Hanover, 4 November 1715.

     I have just received your package, and I thank you for the interesting articles which you have shared with me. I say nothing to you on the argument about Homer, but as, after the sacred books, he is the most ancient of all the authors whose works remain to us, I would wish that the historical and geographical difficulties, which their great antiquity give rise to in his works, and principally in the Odyssey, be clarified as regards the ancient geography: because fantastic as the voyages of Ulysses are, it is nevertheless certain that Homer sent him to the countries which were spoken of at that time, but which it is difficult to recognize nowadays.

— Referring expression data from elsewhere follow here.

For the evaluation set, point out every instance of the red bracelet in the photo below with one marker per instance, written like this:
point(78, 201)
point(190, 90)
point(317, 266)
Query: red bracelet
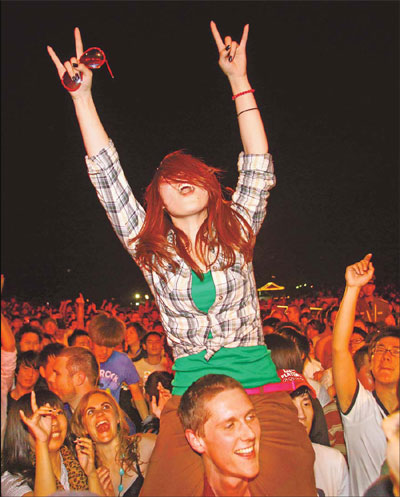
point(242, 93)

     I move on to the philosophical articles which concern the Reverend Father Malebranche (the loss of whom I greatly regret) and which strive to clarify the natural theology of the Chinese. The Refutation of this Father's system, divided into three small volumes, is, without doubt, the work of a clever man, because it is clear and ingenious;1 I even approve of some of it, but one part of it is extreme. Too great a distance from the opinions of Descartes and of Father Malebranche is shown, even when they make good sense. It is time to give up these animosities, which the Cartesians themselves have perhaps attracted in showing too much contempt for the ancients and for the School, in which there are nevertheless also sound ideas that deserve our attention: thus one must do justice to both sides, and benefit from the discoveries of both: just as one has the right to reject what either side advances without foundation.
     (1) It is right to refute the Cartesians when they say that the soul is nothing other than thought, likewise when they say that matter is nothing other than extension. For the soul is a subject or something concrete which thinks, and matter is an extended subject, or one endowed with extension. [G III p657] This is why I hold that there is no reason at all to confuse space with matter, although I remain in agreement that there is, naturally, no empty space: the School is right to distinguish the concretes from the abstracts, when it is a matter of exactitude.
     (2) I grant to the Cartesians that the soul always actually thinks, but I do not grant that the soul is aware of all of its thoughts. For our great perceptions and our appetites, of which we ourselves are aware, are composed of an infinity of little perceptions [petites perceptions] and small inclinations, of which we cannot be aware. And it is in the insensible perceptions that the reason for what happens in us is found, just as the reason for what takes place in sensible bodies consists in insensible movements.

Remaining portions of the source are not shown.